Waiting for the Barbarians, 2019.
Directed by Ciro Guerra.
Starring Mark Rylance, Johnny Depp, Robert Pattinson, Gana Bayarsaikhan, Greta Scacchi, and David Dencik.
SYNOPSIS:
In a distant, unnamed colonial outpost in the Middle Eastern desert, a Magistrate begins to question his loyalty to the Empire after the arrival of state security officers with morally questionable methods.
For a movie centered around so much horror both figurative and literal, this adaptation of J. M. Coetzee’s 1980 novel – penned by Coetzee himself, no less – sees director Ciro Guerra (Birds of Passage) take a surprisingly genteel approach to the material. It’s a bold angle for sure – and swashbuckling can only say so much about world history – albeit one that’s ultimately as meandering as it is fitfully effective.
At its core, Waiting for the Barbarians is a relatively simple story about the trauma of colonisation; not only the physical and cultural cost, but also the spiritual toll. And, bluntly, of how little truth is ever bore from violence.

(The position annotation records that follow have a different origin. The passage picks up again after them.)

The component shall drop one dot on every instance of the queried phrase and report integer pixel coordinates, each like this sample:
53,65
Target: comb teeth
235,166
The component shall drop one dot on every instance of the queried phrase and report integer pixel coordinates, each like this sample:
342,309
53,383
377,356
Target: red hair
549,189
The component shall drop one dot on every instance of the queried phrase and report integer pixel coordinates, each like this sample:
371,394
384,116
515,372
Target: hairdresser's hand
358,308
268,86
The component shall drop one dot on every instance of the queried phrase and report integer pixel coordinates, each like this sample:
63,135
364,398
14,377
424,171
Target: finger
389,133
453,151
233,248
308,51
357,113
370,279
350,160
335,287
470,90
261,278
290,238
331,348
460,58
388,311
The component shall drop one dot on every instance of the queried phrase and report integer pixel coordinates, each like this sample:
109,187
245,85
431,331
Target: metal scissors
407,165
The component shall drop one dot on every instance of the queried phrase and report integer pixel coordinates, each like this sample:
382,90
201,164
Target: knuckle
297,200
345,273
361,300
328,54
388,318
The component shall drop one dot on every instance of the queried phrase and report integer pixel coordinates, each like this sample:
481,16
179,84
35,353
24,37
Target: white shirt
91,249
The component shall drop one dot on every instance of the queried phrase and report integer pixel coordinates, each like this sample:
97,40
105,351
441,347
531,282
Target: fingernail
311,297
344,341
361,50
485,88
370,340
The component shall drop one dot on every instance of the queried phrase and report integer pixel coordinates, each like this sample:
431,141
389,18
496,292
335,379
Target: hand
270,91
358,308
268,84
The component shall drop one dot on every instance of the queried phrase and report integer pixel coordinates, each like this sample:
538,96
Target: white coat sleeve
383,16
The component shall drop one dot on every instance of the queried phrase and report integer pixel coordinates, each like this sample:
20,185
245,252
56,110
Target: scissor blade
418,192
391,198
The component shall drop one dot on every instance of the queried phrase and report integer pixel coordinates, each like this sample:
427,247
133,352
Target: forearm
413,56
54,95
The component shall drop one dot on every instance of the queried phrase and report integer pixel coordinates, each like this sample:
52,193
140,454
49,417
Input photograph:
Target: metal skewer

Taking place in an intentionally ambiguous setting and time period, the story nevertheless unfolds at a stark colonial outpost, presided over by a meek and passive Magistrate (Mark Rylance). The predictable mundanity of his work and life is soon upended by the arrival of Colonel Joll (Johnny Depp), a severe Empire security officer who soon enough begins torturing the locals in order to gain intel about a possible “terrorist” attack. The Magistrate then confronts his conscience as he decides how to deal with the dark pall cast over the outpost by Joll’s periodic appearances – and speedy, spectral exits.
The film’s gossamer-thin allegory for real-world colonialism speaks for itself, offering up a familiar yet intermittently powerful indictment of not only the brutal forces who administered the most heinous acts of barbarism, but those effete authorities who failed to affect sufficient change within the system.
It is, beyond this, clearly a film sold less on the presence of its leading man and more its two supporting players – Depp and Robert Pattinson. And yet despite this, Waiting for the Barbarians strikes a shockingly sedate clip; the first thing the Magistrate and Joll talk about is sunglasses, and from there the script’s dialogue runs the gamut from poetically mannered to aggressively languorous, even prosaic, with occasional dips into shameless heavy-handedness.
But let’s discuss the elephant in the room first. Neither Depp nor Pattinson are in the film for much time at all. Depp’s role basically amounts to a featured, extended cameo, showing up for a handful of scenes scattered throughout, often with long chasms of time between them. Pattinson, who plays one of Depp’s cruel underlings, Officer Mandel, meanwhile doesn’t even show up until the 75-minute mark.
Yet if you’re able to accept this, there is a stark, efficient beauty to the film. Oscar-winning veteran cinematographer Chris Menges ironically teases a sense of time and place in a movie which, narratively speaking, doesn’t have one by design. Nevertheless, Menges’ beautiful work is backed up by evocative Moroccan shooting locations and first-rate production design, ensuring the end result feels at all times authentic as a piece of adjacent history. And don’t sleep on Giampiero Ambrosi’s haunting score, either.
As sumptuously produced as the film is, though, the molasses-slow pacing is certain to divide, with the first two acts ambling their way towards a slightly more eventful, visceral third reel. For every fittingly stoic moment of unsettling calm, there is also one of empty boredom, and it makes Waiting for the Barbarians quite the frustrating sit.
The performances help maintain interest often, at least. Rylance, one of cinema’s great purveyors of quiet dignity, anchors the entire production, especially with his higher-profile co-stars so often absent. He has a charming presence and does solemn wonders with the more lyrical dialogues throughout. Depp, meanwhile, brings a refreshing severity to Joll, miles away from the mugging nonsense which has characterised his late-career work, and which he easily could’ve leaned back on.
Pattinson’s role is disappointingly scant, with much of his 20-or-so minutes spent sat in the background doing little, yet he nevertheless plays an entertaining asshole, despite Mandel rarely rising above a thin sketch of an authoritarian tool. It would be remiss not to mention Gana Bayarsaikhan, who is terrific in her few scenes as an indigenous woman who the Magistrate becomes besotted with. There’s a nerve-janglingly haunting sequence where she explains the atrocities she’s been subjected to, and in its own way it forms the moral center-piece of the entire movie.
Pretty much everyone involved with the project is doing good work, but that sadly doesn’t quite mean it adds up to the greatness you’d expect from the constituent components. It’s clear that an angrier movie is chomping at the bit to burst out of one that, no matter its grim subject matter, feels oddly tepid and not quite persuasive enough.
Ultimately a bit too mellow for its own good – despite a gripping Mark Rylance performance – Waiting for the Barbarians amounts to a half-interesting, half-boring slog.